Apple Required to Face Apple Watch Patent Infringement Claims

The Apple Watch will continue to have some patent infringement problems according to the U.S. Court of Appeals for the Federal Circuit.

A new report from Reuters explains that Apple will have to face a patent infringement lawsuit over the heart rate sensor technology in the Apple Watch, citing a ruling by the U.S. Court of Appeals for the Federal Circuit.

The original lawsuit, filed by Omni MedSci in 2018, had alleged that Apple Watch’s heart rate measurement technology infringed on multiple patents owned by the company, as per the report.

Apple’s move to get the lawsuit dismissed was denied by a U.S. District Court.

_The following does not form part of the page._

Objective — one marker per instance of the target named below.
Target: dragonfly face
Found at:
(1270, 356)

The case was brought to the Federal Circuit after the Cupertino company appealed the decision, the report noted.

The patents were reportedly owned by University of Michigan professor Mohammed Islam, who later assigned the patent rights to Omni MedSci.

Apple attempted to escape the case by claiming the patents in question, which focus on heart rate detection, were owned by a university rather than the professor who brought the suit forward.

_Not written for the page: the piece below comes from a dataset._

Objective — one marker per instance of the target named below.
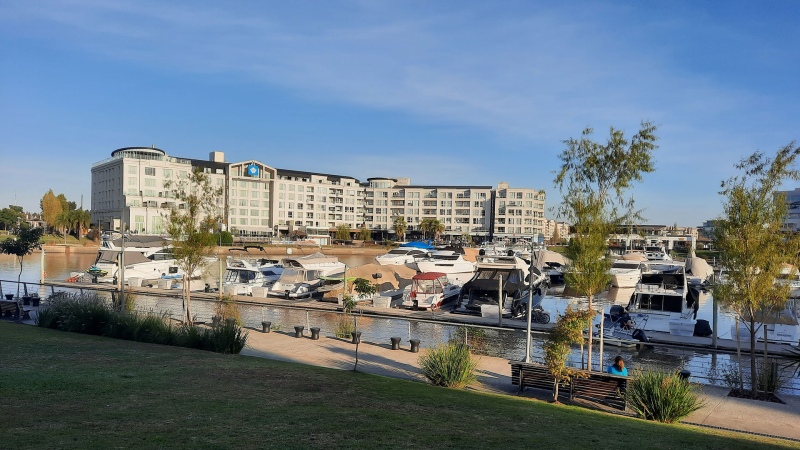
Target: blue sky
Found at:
(442, 92)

“The employment agreement between professor Mohammed Islam and the university didn’t automatically assign his patents to it, and Apple couldn’t escape the case based on a lack of standing by his company Omni MedSci Inc, U.S. Circuit Judge Richard Linn said for a divided three-judge panel,” reads the report.

Circuit Judge Pauline Newman dissented, arguing the majority “overturns decades of unchallenged understanding and implementation of the University’s employment agreement and policy documents.”